HERE’S hoping you all had a fabulous New Year and have made several resolutions on what you are going to be doing in the garden in 2020.

The one key resolution for me is, without doubt, working out how to marry together the joy of having a new dog in the family, versus my ability to keep the garden looking amazing for our 2020 openings this summer.

Our adorable new terrier, Chester, joined the family just before Christmas. We adopted him through a local Sussex rescue centre. He hails from The Azores and was flown to Lisbon and came over land in a dedicated pet transporter, arriving in the UK on December 15. It is truly amazing how he has adapted and is a lovely dog. The one downside for me is that he is smaller and thinner than our Jack Russell and can negotiate smaller gaps in planting throughout the garden. Before I could let him loose, I had to buy some new railway sleepers and negotiate placing them behind the hedging on the right of the garden, at the base of the fencing to avoid him escaping into next door’s garden. No mean feat I can assure you. That aside he seems to have settled in well.

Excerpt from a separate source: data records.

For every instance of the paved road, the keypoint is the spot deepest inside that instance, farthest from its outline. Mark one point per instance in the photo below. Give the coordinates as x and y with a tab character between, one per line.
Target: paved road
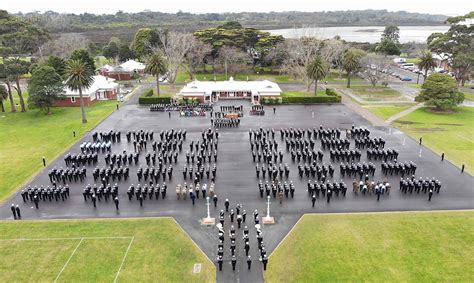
236	179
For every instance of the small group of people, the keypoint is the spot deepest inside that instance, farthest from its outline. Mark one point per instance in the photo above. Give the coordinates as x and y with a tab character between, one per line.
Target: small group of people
412	185
371	187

We will open on seven public days this summer, five for the National Garden Scheme (for whom we are celebrating ten years of opening in 2020) and two for Macmillan Cancer Support. Maybe one of your resolutions was to consider opening your own garden in support of a charity this year. If so, why not consider joining our trail in July to raise money for Macmillan Cancer Support?

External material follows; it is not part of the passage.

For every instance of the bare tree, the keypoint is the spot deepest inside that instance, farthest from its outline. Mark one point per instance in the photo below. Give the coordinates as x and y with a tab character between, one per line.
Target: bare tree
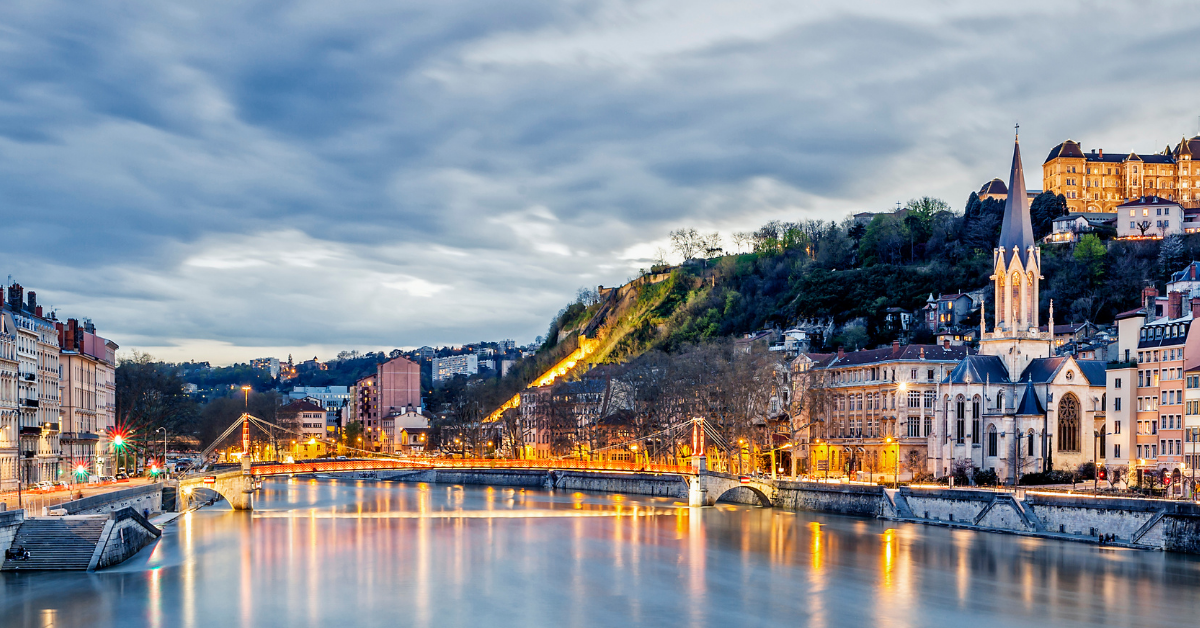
687	244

You don’t have to have a truly fabulous garden, you just need to be an enthusiastic amateur who enjoys talking to others about your hobby. You can read all about the upcoming trail this summer at

I’m quite surprised that we already have 13 gardens who have signed up to open. Four of them are brand new and never opened for this trail before. Why not give it a go and open yours? You’ll find it great fun, I promise. Contact details are on the website.

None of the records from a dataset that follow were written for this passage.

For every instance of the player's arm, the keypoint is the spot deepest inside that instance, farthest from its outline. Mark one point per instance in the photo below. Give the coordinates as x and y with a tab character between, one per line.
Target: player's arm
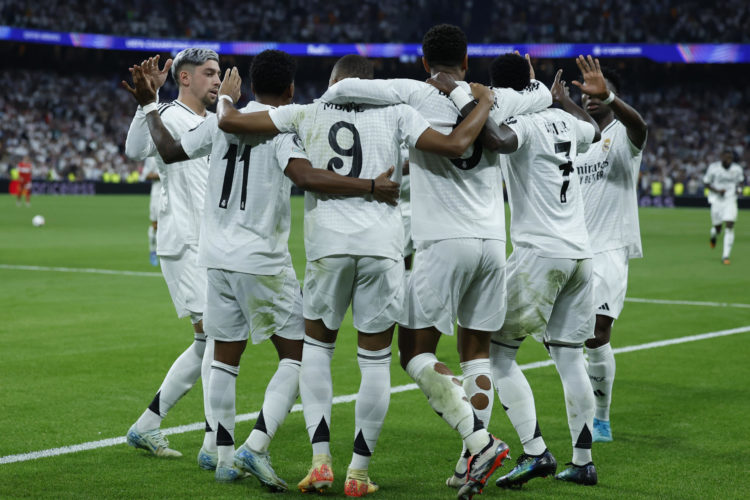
144	92
561	95
304	176
138	144
489	137
230	120
464	135
595	85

Also, 12th night is looming and you will be taking down your tree. There are a number of sites across the city and beyond to recycle. Only leave your trees at these designated sites as those left elsewhere will be seen as fly-tipping. Every real tree is turned into soil improver or compost and you can buy this soil improver from recycling centres. Do remove all decorations and the pot before leaving your tree though.